Sunday, April 24, 2016

Random Rant: Gratitude Should Be Extended To All

Earlier today, I had an interesting conversation with a long distance friend of mine. She vented. I listened to every word. It hit home. I witness this frequently. The frustration. Confusion. The cliques. The questions that surface. Wondering if what you're doing is enough. Is it making a difference. I asked if I could share her story. She gave me permission. It's not word-for-word, but pretty close.

"A few months ago, I made a donation to a local animal rescue group. The donation included $30, a single pet bed and a few pet toys. I wish I could donate more, but we live on a budget. I figured my donation would help out a little. They thanked me. I was happy to help out. 

A week later, I noticed a special write-up on their page about a woman who donated $500. They made a big deal about her. Posted her photo. She even got to visit some of the foster dogs and cats. They posted photos of that too. She had total celebrity status. 

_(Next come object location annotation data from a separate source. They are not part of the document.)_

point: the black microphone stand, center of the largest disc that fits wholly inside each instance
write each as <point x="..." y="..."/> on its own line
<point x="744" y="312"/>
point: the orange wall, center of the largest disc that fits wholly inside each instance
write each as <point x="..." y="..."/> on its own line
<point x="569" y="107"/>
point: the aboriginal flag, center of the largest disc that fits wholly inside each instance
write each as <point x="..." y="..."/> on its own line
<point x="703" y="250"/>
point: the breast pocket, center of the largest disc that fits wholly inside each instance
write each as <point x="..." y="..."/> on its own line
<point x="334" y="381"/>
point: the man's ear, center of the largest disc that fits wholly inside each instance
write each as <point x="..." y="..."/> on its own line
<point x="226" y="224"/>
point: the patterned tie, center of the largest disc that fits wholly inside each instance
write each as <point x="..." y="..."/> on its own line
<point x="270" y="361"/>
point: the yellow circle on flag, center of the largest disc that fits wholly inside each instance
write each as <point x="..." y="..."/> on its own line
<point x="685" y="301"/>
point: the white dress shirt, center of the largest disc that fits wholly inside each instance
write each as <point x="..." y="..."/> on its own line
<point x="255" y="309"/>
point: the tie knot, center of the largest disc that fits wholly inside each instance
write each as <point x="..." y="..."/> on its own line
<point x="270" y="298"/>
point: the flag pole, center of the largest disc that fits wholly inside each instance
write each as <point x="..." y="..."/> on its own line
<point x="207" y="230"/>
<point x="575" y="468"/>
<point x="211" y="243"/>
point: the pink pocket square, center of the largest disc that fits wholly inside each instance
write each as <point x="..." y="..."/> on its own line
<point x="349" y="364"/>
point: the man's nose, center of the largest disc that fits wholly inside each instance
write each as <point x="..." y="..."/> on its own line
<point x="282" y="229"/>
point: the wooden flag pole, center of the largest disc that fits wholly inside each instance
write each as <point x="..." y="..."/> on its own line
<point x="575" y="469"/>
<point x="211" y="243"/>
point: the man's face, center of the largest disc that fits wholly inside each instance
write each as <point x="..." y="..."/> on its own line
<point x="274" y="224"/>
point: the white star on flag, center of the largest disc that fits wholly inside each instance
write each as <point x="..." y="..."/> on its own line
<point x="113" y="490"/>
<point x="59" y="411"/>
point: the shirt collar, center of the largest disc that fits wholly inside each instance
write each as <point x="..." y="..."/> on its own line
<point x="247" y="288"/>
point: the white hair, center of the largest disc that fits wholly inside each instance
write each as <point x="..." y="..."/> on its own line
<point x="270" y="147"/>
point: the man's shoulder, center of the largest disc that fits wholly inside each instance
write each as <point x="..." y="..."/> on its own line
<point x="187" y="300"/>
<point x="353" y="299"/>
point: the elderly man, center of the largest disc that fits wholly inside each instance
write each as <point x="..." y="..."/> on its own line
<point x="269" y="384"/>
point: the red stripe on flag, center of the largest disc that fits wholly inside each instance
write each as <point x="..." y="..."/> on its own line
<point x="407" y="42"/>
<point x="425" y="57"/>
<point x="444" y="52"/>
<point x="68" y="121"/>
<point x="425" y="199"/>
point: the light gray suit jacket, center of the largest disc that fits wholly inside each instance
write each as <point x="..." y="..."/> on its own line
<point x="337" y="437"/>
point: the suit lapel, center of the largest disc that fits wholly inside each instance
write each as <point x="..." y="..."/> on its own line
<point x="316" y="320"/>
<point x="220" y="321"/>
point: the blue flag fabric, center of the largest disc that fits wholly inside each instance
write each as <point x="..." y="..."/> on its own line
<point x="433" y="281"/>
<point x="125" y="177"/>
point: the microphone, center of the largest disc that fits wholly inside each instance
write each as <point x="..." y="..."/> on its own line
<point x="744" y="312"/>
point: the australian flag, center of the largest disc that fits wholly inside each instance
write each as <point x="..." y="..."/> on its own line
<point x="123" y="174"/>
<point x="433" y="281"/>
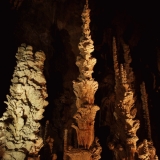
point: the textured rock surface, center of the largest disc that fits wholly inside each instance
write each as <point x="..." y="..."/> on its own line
<point x="55" y="27"/>
<point x="26" y="104"/>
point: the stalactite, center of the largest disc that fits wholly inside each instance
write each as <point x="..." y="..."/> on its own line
<point x="84" y="89"/>
<point x="144" y="98"/>
<point x="26" y="104"/>
<point x="146" y="150"/>
<point x="125" y="126"/>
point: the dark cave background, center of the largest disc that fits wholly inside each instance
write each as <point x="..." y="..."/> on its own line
<point x="54" y="26"/>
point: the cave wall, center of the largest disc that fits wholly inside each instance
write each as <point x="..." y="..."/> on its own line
<point x="54" y="26"/>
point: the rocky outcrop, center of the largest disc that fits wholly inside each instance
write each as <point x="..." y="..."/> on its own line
<point x="84" y="89"/>
<point x="26" y="104"/>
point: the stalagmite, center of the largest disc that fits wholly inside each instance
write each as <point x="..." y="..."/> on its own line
<point x="26" y="104"/>
<point x="84" y="89"/>
<point x="146" y="150"/>
<point x="125" y="127"/>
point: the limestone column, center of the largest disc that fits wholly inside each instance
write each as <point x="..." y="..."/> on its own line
<point x="26" y="103"/>
<point x="84" y="89"/>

Please don't get me wrong, I don't do things for recognition or a pat on the back. I do things because I want to. However, I was a little crushed that this woman received so much recognition for her generous donation. When I made my donation, nothing was mentioned on their page. 

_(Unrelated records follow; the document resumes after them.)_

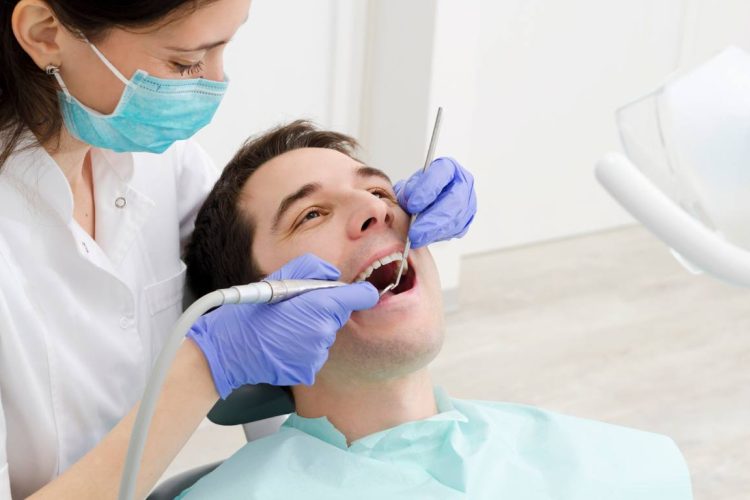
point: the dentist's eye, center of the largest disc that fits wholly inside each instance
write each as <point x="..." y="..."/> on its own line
<point x="190" y="69"/>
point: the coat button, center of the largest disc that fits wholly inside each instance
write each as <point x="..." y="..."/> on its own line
<point x="126" y="322"/>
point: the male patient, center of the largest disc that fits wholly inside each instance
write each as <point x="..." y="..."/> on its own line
<point x="372" y="426"/>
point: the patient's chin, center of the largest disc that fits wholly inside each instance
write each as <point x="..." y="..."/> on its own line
<point x="384" y="356"/>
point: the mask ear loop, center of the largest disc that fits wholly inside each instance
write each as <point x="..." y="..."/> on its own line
<point x="108" y="64"/>
<point x="53" y="70"/>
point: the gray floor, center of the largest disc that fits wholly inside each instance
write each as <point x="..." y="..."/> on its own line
<point x="608" y="327"/>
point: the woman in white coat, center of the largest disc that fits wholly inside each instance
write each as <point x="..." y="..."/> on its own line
<point x="98" y="192"/>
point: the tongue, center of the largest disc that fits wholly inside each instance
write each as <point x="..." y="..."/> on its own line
<point x="384" y="275"/>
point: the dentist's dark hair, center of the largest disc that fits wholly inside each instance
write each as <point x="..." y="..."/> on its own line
<point x="28" y="96"/>
<point x="219" y="254"/>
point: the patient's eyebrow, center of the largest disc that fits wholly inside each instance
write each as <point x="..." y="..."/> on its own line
<point x="365" y="171"/>
<point x="288" y="201"/>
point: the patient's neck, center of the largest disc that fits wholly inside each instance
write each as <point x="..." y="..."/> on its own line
<point x="358" y="408"/>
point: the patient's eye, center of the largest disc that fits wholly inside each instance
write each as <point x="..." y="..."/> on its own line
<point x="309" y="215"/>
<point x="382" y="193"/>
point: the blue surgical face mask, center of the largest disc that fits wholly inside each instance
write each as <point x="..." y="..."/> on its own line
<point x="151" y="115"/>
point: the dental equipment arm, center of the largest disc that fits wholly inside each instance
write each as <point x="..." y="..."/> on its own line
<point x="271" y="291"/>
<point x="699" y="245"/>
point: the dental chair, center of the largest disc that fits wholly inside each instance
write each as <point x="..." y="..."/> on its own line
<point x="685" y="174"/>
<point x="260" y="409"/>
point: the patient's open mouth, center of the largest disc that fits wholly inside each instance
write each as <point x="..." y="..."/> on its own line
<point x="382" y="273"/>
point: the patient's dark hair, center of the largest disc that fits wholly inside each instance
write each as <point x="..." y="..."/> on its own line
<point x="219" y="253"/>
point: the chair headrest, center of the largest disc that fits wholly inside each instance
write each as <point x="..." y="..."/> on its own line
<point x="250" y="403"/>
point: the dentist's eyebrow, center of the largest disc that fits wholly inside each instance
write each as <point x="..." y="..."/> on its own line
<point x="288" y="201"/>
<point x="205" y="46"/>
<point x="365" y="171"/>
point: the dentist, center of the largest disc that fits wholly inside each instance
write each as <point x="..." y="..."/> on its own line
<point x="98" y="192"/>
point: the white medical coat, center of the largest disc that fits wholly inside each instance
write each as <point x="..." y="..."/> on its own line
<point x="82" y="321"/>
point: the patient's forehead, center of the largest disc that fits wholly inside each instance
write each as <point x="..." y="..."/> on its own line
<point x="287" y="173"/>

I feel like shit for feeling this way, but I think it's rude. Not everyone has $500 to donate. Some people can only donate $10 or $30 along with a few blankets and a bag or two of food. Why are those people not acknowledged? Why isn't the gratitude extended only to a select few and not all?"

I sat with this for a bit. It hit home.

A few years ago, the founder of a local rescue group ordered biscuits from us. Back then, we were running out of pocket. We still are. We delivered the biscuits. When it came time to making the check out out to us, we said, "Take that money and put it towards your rescue group." They were just starting out and the funds were much needed. We felt good about our decision. Anything to help the animals out in need.

Shortly after, a woman stepped up and made a generous donation. Like the situation my friend described, she had celebrity status. She was recognized. Mentioned. Had the spotlight.

I took notice to this. And, I didn't like it.

One of my favorite quotes, and one I adhere to each and every day is, "Great things are done by a series of small things brought together." In other words, everything matters. Everything counts. Let's say you have to raise $500. Should it matter if one person donates the total amount or it takes 50 people to raise that same amount?

It shouldn't matter, but it does. And, it sucks.

From personal experience, and from those who have approached us with their frustrations, this form of favoritism doesn't apply to all. There are rescue groups and organizations who extend gratitude to everyone regardless of how large or small the donation.

However, there are a handful who tend to feature and acknowledge the exclusive. 

For the sake of keeping things open and honest, we have encountered both ends of the stick. Yes, I'm talking about Bodacious Biscuit Love. Over the past few years, we've had people seep through the woodwork asking for donations, raffle baskets, bags o' biscuits to hand out at their events, etc. They've promised to give us a shout out to get the word out there about what we do. We rely on that. A lot.

In those few years, we've learned some follow through. Others don't. We know the ones who do. We're aware of the ones who don't.

The ones who follow through, we've established solid relationships with and you're good. We are grateful for the shout outs and invites to your events. We adore you and applaud your daily efforts towards the greater good and we will continue to support you.

Those who don't follow through, well...  There's a pattern. I receive a message or email.

"We're having an event on (insert date) to raise money for (insert mission) and we were wondering if you'd be interested in donating a raffle basket. We'll be promoting the people who donate and giving everyone a shout out."

I reply. We're more than happy to donate a raffle basket or two. We make arrangements for delivery and pick up. I check your page frequently. Nothing. I check the day of the event. Nothing. I check after the event. Nothing. A week later. Nothing.

Wow. Thanks. 

The icing on top of the cake is that we don't hear from these people until their next event.

"Hey, we're having an event...could you...we'll give you a shout out. Blah. Blah. Blah."

Here's the deal. People work hard for their money. Whether they're donating $30, a bag of blankets, bags of dog food or putting together a raffle basket to help raise money for your cause, it's out of pocket. Money doesn't grow on trees. The money put towards YOUR efforts, mission or event is money people have gone out and earned. With the cost of living souring through the roof, there's not a lot of extra at the end of the day.

In this day and age, everyone is asking for help. Funds are needed across the board. If you can take the time to post requests and "urgent help is needed" posts, you're quite capable of extending gratitude to those who donate. And, please don't give special "celebrity" acknowledgement to the ones who donate more than others. Treat every donation the same. Trust me, this will make a tremendous impact on future fundraising events. The one who donated $500 may not be able to do that a year later. The 50 or so people who could only donate $5 will be.

Gratitude goes a long way. Letting people know how much you appreciate them goes a long way too. When people know how much they're appreciated, regardless of how much or little they can contribute, they will go above and beyond and continuously donate their time and efforts.